11. A method of automatically determining at least one prompt for assisting a user in performing a screen activity, comprising:
capturing a current screenshot of a window on a computing display;
processing image information associated with the current screenshot into an image embedding;
receiving a plurality of text embeddings representing a plurality of screenshot activities;
determining at least one text embedding having a closest similarity to the image embedding, wherein the at least one text embedding represents a screenshot activity of the plurality of screenshot activities;
determining a user is performing the screen activity corresponding to the screenshot activity represented by the at least one text embedding;
processing the image information associated with the current screenshot to determine one or more topics associated with the screen activity; and
based on the screen activity and the one or more topics, automatically determining the at least one prompt for assisting the user in performing the screen activity.
12. The method of claim 11, wherein automatically determining the at least one prompt further comprises:
receiving a plurality of predefined prompts for the screen activity, wherein each predefined prompt includes a placeholder; and
generating the at least one prompt by replacing the placeholder with a topic of the one or more topics.

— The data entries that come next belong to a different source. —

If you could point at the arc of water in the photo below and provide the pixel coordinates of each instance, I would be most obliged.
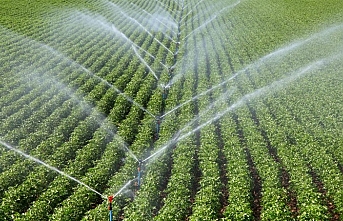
(120, 93)
(197, 97)
(49, 167)
(201, 26)
(276, 85)
(174, 140)
(164, 6)
(123, 188)
(211, 19)
(137, 46)
(143, 61)
(196, 5)
(134, 20)
(161, 22)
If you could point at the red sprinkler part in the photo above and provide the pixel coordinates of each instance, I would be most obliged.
(110, 198)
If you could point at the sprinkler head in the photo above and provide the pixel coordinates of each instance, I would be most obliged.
(110, 198)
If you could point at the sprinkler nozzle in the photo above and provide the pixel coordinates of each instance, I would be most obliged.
(110, 198)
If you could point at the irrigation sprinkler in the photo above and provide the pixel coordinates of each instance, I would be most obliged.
(139, 175)
(110, 199)
(158, 127)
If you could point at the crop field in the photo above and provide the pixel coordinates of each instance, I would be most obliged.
(176, 109)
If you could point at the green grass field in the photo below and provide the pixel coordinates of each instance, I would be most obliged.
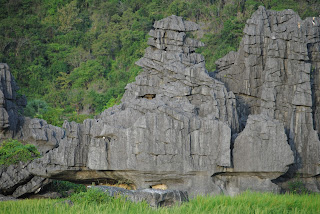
(245, 203)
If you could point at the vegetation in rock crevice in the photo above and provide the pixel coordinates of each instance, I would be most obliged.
(74, 57)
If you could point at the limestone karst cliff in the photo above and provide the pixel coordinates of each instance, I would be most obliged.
(254, 128)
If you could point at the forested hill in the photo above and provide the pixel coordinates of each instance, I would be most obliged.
(72, 59)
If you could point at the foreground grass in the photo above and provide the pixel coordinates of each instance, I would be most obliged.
(245, 203)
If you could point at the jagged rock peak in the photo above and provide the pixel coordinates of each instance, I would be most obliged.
(176, 23)
(276, 72)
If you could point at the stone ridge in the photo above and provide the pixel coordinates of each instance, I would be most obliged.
(275, 72)
(173, 126)
(178, 127)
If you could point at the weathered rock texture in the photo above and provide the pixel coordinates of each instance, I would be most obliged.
(275, 72)
(179, 127)
(173, 127)
(155, 198)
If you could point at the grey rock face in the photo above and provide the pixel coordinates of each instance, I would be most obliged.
(261, 153)
(173, 127)
(155, 198)
(275, 72)
(176, 124)
(17, 181)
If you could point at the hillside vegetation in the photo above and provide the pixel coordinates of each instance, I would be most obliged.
(72, 59)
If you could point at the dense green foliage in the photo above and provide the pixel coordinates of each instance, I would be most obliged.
(97, 202)
(76, 56)
(12, 152)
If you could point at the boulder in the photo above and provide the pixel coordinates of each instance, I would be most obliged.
(154, 197)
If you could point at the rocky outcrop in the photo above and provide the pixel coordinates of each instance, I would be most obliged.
(262, 147)
(261, 153)
(180, 128)
(274, 72)
(155, 198)
(173, 127)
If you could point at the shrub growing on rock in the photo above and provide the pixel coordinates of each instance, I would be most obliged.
(13, 151)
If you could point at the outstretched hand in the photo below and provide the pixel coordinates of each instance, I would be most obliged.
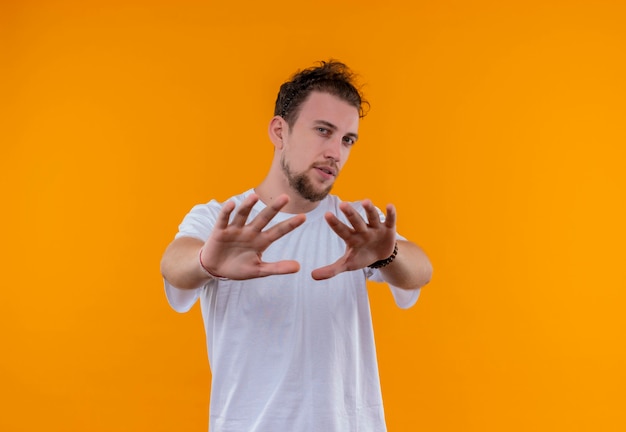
(234, 249)
(366, 241)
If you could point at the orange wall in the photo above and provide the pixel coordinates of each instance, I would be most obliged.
(497, 128)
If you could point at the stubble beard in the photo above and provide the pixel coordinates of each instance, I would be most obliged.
(301, 183)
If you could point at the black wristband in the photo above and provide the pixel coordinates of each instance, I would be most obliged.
(386, 261)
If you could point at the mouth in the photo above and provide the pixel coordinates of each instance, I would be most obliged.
(327, 170)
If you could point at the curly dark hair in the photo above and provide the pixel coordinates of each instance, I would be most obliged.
(331, 77)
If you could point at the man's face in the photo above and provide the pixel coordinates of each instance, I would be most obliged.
(317, 146)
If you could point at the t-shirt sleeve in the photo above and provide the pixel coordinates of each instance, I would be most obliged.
(198, 223)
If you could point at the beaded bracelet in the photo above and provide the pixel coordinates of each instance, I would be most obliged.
(386, 261)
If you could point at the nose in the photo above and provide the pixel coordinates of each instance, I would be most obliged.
(333, 149)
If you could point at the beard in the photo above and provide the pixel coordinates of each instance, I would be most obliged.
(301, 183)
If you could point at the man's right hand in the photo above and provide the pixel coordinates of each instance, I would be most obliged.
(234, 249)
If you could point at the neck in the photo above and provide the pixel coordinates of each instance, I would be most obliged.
(274, 185)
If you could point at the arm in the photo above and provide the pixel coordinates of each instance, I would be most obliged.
(180, 264)
(234, 248)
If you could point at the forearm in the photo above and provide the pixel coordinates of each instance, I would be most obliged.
(180, 264)
(411, 269)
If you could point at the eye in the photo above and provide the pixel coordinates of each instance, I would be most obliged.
(323, 131)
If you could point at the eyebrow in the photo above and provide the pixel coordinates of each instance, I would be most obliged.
(329, 125)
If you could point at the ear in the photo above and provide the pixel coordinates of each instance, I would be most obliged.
(278, 129)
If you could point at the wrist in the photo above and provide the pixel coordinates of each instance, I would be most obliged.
(385, 262)
(206, 271)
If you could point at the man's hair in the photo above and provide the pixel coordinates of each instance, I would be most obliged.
(331, 77)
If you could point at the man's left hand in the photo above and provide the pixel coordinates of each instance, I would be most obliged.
(366, 241)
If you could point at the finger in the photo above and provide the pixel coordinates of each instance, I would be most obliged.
(244, 210)
(326, 272)
(284, 227)
(340, 228)
(373, 217)
(224, 215)
(268, 213)
(356, 220)
(390, 220)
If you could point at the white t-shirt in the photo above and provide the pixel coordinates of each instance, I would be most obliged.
(288, 353)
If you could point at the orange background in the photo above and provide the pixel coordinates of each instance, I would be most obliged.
(497, 128)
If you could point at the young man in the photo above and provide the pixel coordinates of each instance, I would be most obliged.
(281, 272)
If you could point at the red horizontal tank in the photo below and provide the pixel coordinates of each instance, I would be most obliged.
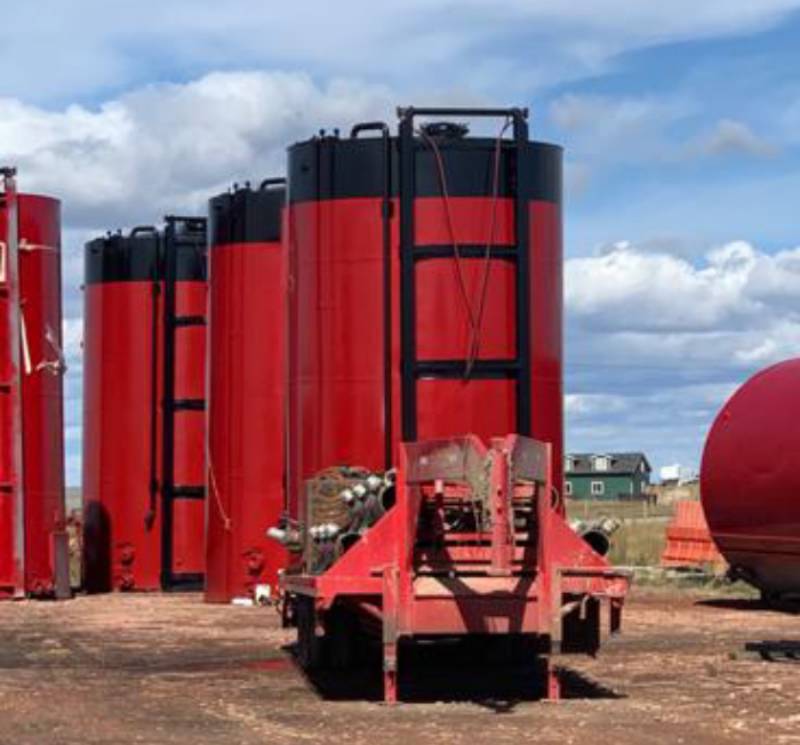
(144, 377)
(750, 482)
(33, 544)
(425, 293)
(246, 375)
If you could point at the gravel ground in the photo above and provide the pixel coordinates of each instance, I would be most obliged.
(169, 669)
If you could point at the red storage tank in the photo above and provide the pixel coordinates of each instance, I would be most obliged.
(33, 543)
(144, 378)
(750, 483)
(425, 290)
(246, 374)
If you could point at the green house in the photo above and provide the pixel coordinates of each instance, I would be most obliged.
(613, 476)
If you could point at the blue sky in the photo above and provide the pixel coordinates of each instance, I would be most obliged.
(681, 125)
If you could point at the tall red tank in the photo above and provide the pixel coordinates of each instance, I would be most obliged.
(246, 374)
(144, 376)
(33, 543)
(425, 290)
(750, 483)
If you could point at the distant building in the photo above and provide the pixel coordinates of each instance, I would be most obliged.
(610, 476)
(677, 475)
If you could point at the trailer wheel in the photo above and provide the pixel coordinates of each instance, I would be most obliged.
(309, 645)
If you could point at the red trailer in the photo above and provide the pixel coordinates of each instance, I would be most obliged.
(33, 541)
(246, 375)
(144, 377)
(750, 483)
(425, 308)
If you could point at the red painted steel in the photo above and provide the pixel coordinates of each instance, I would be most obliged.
(246, 375)
(336, 365)
(689, 542)
(12, 529)
(40, 546)
(123, 463)
(544, 580)
(122, 530)
(425, 303)
(750, 483)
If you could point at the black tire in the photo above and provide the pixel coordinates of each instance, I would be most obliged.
(310, 646)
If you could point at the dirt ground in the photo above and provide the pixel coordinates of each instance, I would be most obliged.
(168, 669)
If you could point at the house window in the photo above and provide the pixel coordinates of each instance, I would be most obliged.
(601, 463)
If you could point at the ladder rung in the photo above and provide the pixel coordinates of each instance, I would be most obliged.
(481, 369)
(467, 251)
(185, 491)
(190, 321)
(189, 404)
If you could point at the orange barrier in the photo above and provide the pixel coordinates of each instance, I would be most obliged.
(689, 542)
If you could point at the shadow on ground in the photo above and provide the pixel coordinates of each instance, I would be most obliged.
(452, 672)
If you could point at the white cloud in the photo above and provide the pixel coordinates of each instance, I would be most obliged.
(730, 137)
(656, 343)
(169, 147)
(396, 40)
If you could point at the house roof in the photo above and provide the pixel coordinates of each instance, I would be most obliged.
(621, 463)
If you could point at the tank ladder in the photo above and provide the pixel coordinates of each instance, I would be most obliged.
(413, 369)
(182, 235)
(12, 494)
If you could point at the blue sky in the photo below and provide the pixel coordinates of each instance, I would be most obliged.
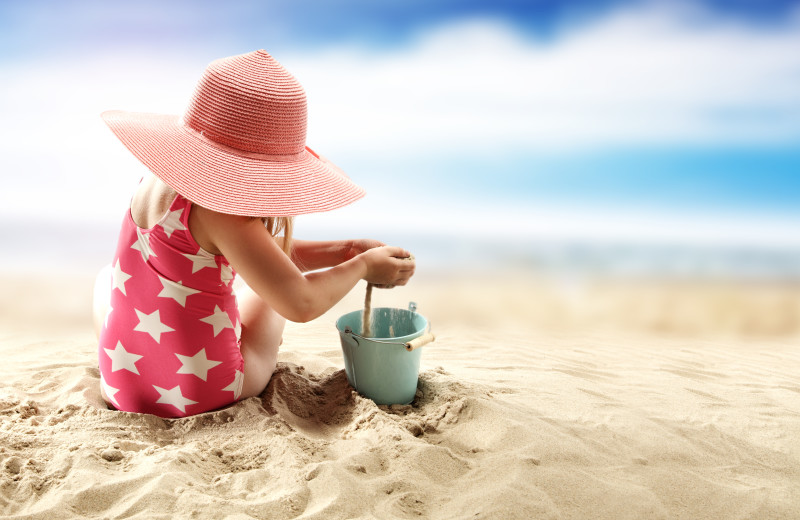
(661, 107)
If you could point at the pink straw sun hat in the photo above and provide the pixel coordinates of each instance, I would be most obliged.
(240, 146)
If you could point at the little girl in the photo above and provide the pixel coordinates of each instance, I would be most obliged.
(174, 338)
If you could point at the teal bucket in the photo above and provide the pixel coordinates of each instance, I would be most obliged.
(384, 367)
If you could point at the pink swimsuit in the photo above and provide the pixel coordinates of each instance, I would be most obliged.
(170, 343)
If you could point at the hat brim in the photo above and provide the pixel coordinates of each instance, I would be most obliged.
(221, 179)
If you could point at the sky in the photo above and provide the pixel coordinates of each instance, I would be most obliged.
(525, 120)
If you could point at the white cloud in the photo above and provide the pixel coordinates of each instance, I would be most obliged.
(658, 74)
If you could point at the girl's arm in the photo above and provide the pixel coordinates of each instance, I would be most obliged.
(256, 256)
(311, 255)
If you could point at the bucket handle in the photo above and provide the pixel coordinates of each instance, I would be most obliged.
(415, 343)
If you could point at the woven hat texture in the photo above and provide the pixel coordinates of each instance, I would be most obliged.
(240, 146)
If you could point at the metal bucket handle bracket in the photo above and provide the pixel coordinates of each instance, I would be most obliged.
(423, 340)
(415, 343)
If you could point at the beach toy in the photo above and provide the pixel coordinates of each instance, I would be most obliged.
(385, 366)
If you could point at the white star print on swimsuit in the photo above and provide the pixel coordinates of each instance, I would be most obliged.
(171, 345)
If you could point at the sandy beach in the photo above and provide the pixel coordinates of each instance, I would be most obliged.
(570, 400)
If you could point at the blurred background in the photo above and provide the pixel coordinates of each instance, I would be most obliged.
(565, 141)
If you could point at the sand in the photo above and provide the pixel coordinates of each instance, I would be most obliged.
(537, 400)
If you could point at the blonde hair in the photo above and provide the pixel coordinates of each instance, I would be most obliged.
(276, 225)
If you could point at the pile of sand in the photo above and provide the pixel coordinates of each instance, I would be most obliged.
(511, 422)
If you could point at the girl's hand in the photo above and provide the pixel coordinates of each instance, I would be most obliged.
(356, 247)
(388, 266)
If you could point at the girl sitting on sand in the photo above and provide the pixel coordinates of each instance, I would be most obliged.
(174, 338)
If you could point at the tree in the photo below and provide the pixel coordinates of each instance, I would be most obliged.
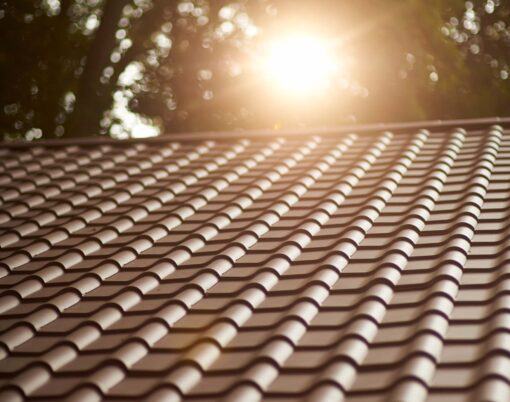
(90, 67)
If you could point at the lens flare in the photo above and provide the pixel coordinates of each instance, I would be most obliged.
(301, 64)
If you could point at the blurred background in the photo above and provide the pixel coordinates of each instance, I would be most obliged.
(138, 68)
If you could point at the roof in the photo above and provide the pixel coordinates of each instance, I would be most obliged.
(357, 265)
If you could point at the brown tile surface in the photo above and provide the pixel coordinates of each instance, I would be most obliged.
(341, 267)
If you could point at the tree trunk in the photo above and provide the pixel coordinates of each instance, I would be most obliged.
(94, 97)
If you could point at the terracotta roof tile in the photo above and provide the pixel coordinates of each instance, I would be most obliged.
(353, 267)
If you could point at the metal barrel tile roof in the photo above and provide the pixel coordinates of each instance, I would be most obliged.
(331, 265)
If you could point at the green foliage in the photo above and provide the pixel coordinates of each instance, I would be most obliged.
(89, 67)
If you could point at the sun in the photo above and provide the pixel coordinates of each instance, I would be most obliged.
(300, 63)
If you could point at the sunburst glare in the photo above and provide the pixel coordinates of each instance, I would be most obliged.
(300, 63)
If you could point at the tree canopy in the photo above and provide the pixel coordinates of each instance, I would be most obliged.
(132, 67)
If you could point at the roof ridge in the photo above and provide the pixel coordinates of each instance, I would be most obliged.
(264, 133)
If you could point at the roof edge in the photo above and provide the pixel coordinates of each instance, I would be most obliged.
(475, 123)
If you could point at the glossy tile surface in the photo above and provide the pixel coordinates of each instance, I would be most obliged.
(349, 267)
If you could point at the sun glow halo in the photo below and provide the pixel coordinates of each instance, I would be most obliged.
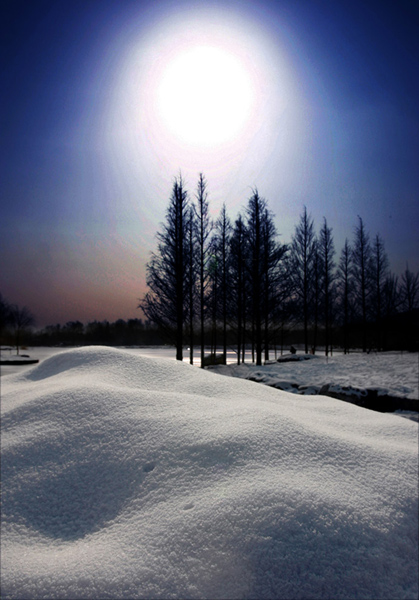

13. The method of claim 11, wherein automatically determining the at least one prompt further comprises:
generating the at least one prompt by querying a large language model (LLM) based on the screen activity and the one or more topics.
14. The method of claim 13, wherein determining the at least one prompt further comprises:
receiving partial user input; and
generating the at least one prompt by querying the LLM in a loop to complete the partial user input.
15. The method of claim 11, further comprising:
causing display of the at least one prompt to the user for selectively initiating an interaction with an AI agent.
16. The method of claim 11, wherein determining the at least one text embedding having the closest similarity to the image embedding is performed using a multimodal ML model.
17. The method of claim 11, wherein processing the image information associated with the current screenshot further comprises:
processing the image information associated with the current screenshot to detect textual information; and
based on the textual information, determining the one or more topics associated with the screen activity.
18. A method of automatically determining at least one prompt for assisting a user in performing a screen activity, comprising:
capturing a current screenshot of a window on a computer display;
receiving a visual-language model (VLM) instruction to evaluate a screenshot and generate at least one prompt;
receiving an example screenshot and one or more example prompts generated based on the example screenshot;
evaluating the current screenshot, wherein the evaluating includes at least one of processing text or images associated with the current screenshot;
based on the evaluating the current screenshot, determining at least one prompt for assisting the user, and
causing display of the at least one prompt to the user for selectively initiating an interaction with an AI agent.
19. The method of claim 18, further comprising:
evaluating the current screenshot to determine the user is performing a screen activity.
20. The method of claim 19, wherein the at least one prompt is for assisting the user in performing the screen activity.